Sunday, February 3, 2013

Why I Stopped Watching Pro Sports

This is covered ground for many of you but today seems the perfect day to stomp this terra once again. I used to be a sports junkie. I competed in fantasy leagues, could name each team, in their division, in the four majors (baseball, basketball, hockey and football). I would watch whatever was on, and went to great lengths to watch "my" teams. I hadn't gotten completely lost in the sports dork forest - I couldn't tell you who played 2nd base for the Dodgers in 1978 and what his OBP was that year - but I was at least average knowledgeable. I didn't watch the news, I watched "Sportscenter". A pretty sizable portion of my life revolved around the games being played and those who played them. 

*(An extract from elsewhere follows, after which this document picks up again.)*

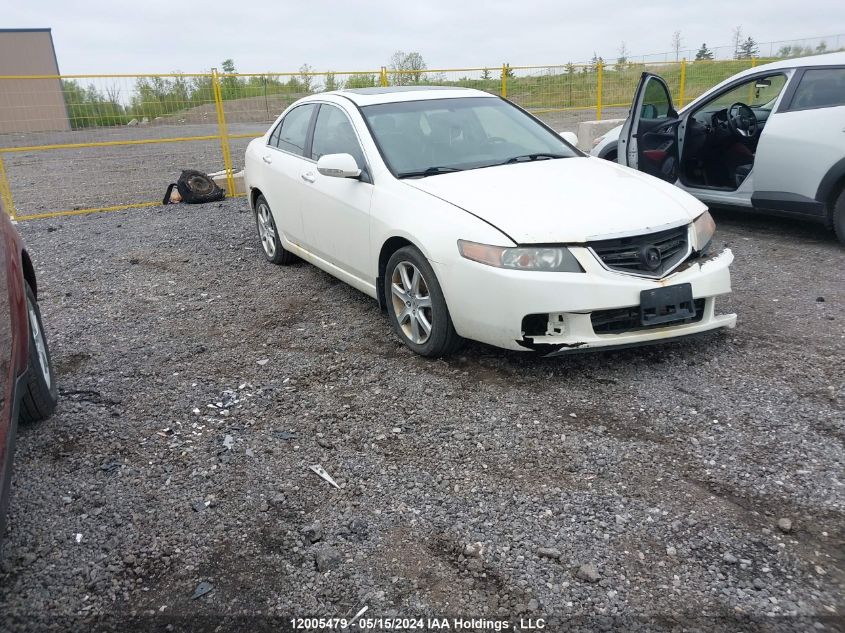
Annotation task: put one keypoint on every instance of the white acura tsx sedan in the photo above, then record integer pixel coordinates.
(467, 218)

And I loved it: Cheering for the Bills through four Super Bowl losses (Shane Conlan was Penn State buddy so it made sense for me to root for the only team on which someone I actually knew played); "Showtime" with the Lakers (read "When the Game Was Ours" and see the documentary Bird and Magic: A Courtship of Rivals); Tommy and all the great Dodger teams of the 80s and 90s; and The Great One coming to L.A.. It was great fun and those memories - and the joy of sharing them with all my friends and family - are not tarnished by my current feelings. 

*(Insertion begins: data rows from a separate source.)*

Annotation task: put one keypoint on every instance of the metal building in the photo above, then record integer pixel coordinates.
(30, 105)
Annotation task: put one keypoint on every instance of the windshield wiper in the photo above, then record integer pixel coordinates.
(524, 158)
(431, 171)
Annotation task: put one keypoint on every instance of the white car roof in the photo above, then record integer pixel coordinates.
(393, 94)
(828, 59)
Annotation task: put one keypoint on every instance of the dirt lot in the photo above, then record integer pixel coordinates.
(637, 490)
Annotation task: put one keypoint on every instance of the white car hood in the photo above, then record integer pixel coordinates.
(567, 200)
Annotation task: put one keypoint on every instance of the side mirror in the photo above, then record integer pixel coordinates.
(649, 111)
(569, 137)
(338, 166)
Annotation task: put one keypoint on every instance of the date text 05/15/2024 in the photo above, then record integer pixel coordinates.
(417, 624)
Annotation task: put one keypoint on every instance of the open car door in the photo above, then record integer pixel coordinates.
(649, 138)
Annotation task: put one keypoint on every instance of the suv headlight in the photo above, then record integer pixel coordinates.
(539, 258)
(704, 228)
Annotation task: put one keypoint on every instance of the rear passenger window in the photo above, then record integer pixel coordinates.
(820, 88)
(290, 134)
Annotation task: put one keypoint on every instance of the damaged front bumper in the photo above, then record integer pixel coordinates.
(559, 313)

There were many things that I loved. There is the appreciation and astonishment of watching people at the peak of their immense talent - Magic playing all five spots and scoring 42 points in the NBA finals or Reggie's three home runs on three pitches in the '77 World Series, damn him anyway. There is the tiny thrill of even the moments that happened all the time - Gretzky setting up behind the net or Worthy turning to face the basket and lowering his head. There are the moments and plays that meant little or nothing but still made you marvel and shout - Richard Dent flying like Superman over a defender to just flatten some poor running back or Ken Caminiti holding the ball at third until it seemed impossible he could get the runner at first and then making that cannon throw that just dropped your jaw. There is that amazing shared experience you get being at a game in the crowd, united by the knowledge that it is unique and special, and that something magical might happen.  As I wax poetic of my love of these sports you might at this point wonder what happened to make me turn away from it all. It wasn't a moment or specific incident, just a slow inexorable build of distaste, disgust and disappointment.

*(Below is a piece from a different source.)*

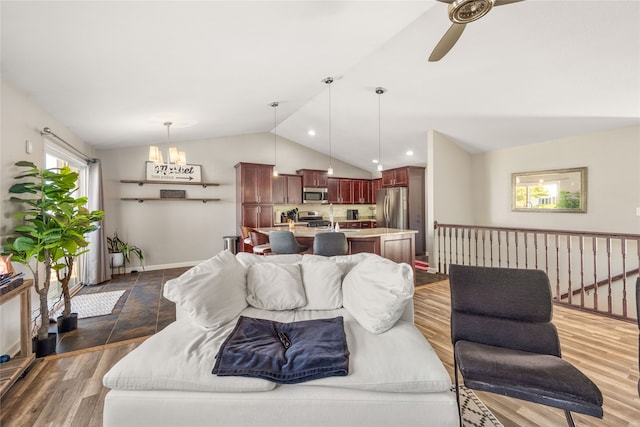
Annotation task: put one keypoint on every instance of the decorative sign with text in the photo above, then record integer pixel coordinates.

I noticed that a good portion of my sports time was spent being annoyed, frustrated and even outraged by what I was seeing and hearing. The scandals, the fights over money, the players acting like jerks all seemed to overwhelm the fun and the appreciation and created a general malaise that clouded the joy I used to get from it. But there were some specific issues that really started to piss me off:

- millionaires suspending their sports to argue over how to divide up the next billion while the fans were being priced out of any hope of actually going to a game

- spoiled brat superstars unable to recognize how incredibly fortunate they were to be able to get rich playing a game

- fans thinking buying a ticket gave them the right of judgment and, worse, participation

- a media that focused almost exclusively on the bad, the scandalous, and the horrible, giving time to drug addicts, criminals and punks instead of the majority of the athletes who were actually humble, appreciative, upstanding members of their communities

- and the complete lack of understanding by so many involved that none of it - the TV, the endorsements, the media circus, the billions of dollars - would be possible without the game itself and the fans who watch.

So I hung it up. And the amazing thing was, it wasn't even hard. I missed some stuff - the Sportscenter anchors who had become my morning coffee buddies, the camaraderie that sprang from all the sports talk - but not for long. I found other accompaniments for my coffee and other things to talk about with my friends. The things I had really loved that I describe above are still out there, all of them. You just have to look a little harder. I watch soccer and rugby, go to  minor league baseball games, try to figure out the rules for hurling and lacrosse, and support local high school and college teams. And yes, I get as much volleyball in my life as can get my hands on. The media used to have a chokehold on what we could see and what we were supposed to think of it, but thanks to whatever you are using to read this, you can see and think whatever you want. 

So now I get most of the things I love without most of the things that I don't. It was a pretty simple choice, really.



1 comment:

  1. Beautifully written post. I have often felt when I watched a game with you that I learned more about whatever sport it was than I knew existed, and I know Tim has the same experience when watching with you. So I have profited from the time you spent with sports. On the other hand, now you have time for Rachel.